Nasa scientists have announced that their first mission to 'touch the Sun' will be renamed the Parker Solar Probe, to honour the scientist who first predicted the existence of the solar wind. It had previously been known as Solar Probe Plus.

Nasa has never named a spacecraft after a scientist during their lifetime. Parker will shortly turn 90 years old. In total, only 20 scientists have received the honour posthumously.

Eugene Parker, the S. Chandrasekhar Distinguished Service Professor Emeritus at the University of Chicago, revolutionised scientific study of the Sun. He was the first to propose the idea of the solar wind 60 years ago.

Before this, scientists regarded the space in between stars and planets as a vacuum. A couple of years after he predicted the solar wind, satellites observed it for the first time. His first paper on the solar wind was rejected by the journal he submitted it to because it was so radical.

"It is one of the biggest space discoveries in helio-physics," said Thomas Zurbuchen, associate administrator of Nasa's Science Mission Directorate in Washington at a press conference.

In October 1958, the first long-range plans for a solar probe was first laid down at the University of Chicago, informed by Parker's findings.

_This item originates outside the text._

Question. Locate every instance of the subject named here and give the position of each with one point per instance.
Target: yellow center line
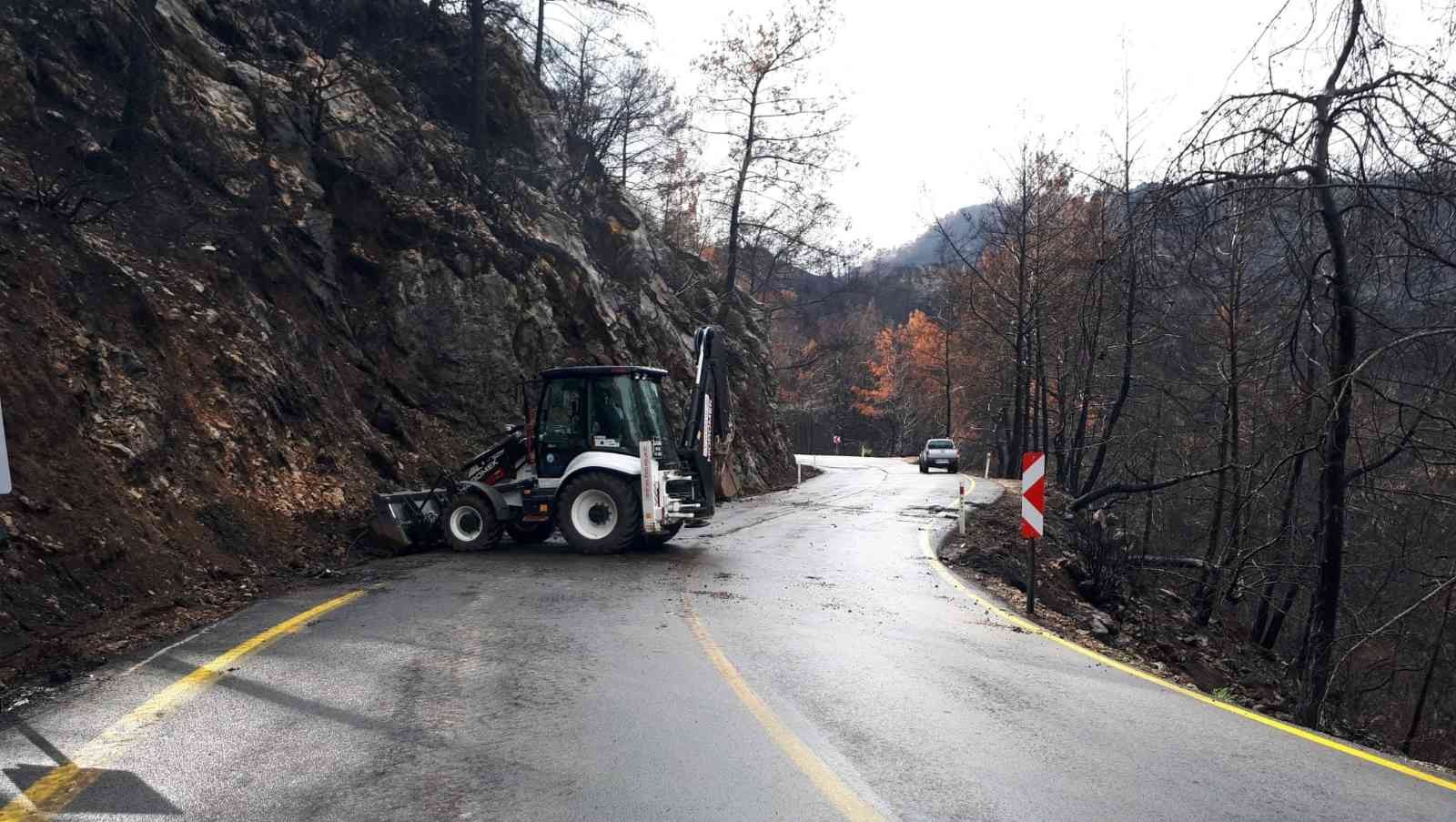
(1281, 726)
(60, 786)
(827, 781)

It's been on Nasa's wishlist ever since then. Now it's set to be a reality, and it's being named after the scientist who has made some of the biggest discoveries about the structure of the Sun.

The mission is set to launch in the summer of 2018. The goal will be to explore the Sun's outer atmosphere in the hope of solving long-standing mysteries about our nearest star – and about the physics of stars in general.

Nasa Solar Probe Plus mission announcement
An artist's impression of the solar probe spacecraft approaching the Sun. Nasa/Johns Hopkins University Applied Physics Laboratory

The scientists hope that the data collected during the mission will also improve their ability to forecast major space-weather events that impact life on Earth.

The Nasa spacecraft will be placed in orbit within four million miles (6.2 million kilometres) of the Sun's surface – seven times closer than any other spacecraft has come before. As such, it will face heat and radiation unlike any spacecraft in history.

To date, the closest a spacecraft got to the Sun was in 1976, when the Helios 2 space craft got within 27 million miles (43 million km) of its surface.

Although scientists had been keen to approach the Sun and study its outer atmosphere for years, they had long been confronted with the challenge of coming up with the appropriate technology to withstand the Sun's extreme heat.

They will now equip the spacecraft with a protective 'heat shield' which is made up of thick carbon composite and can resist temperatures of nearly 1,400 degrees Celsius.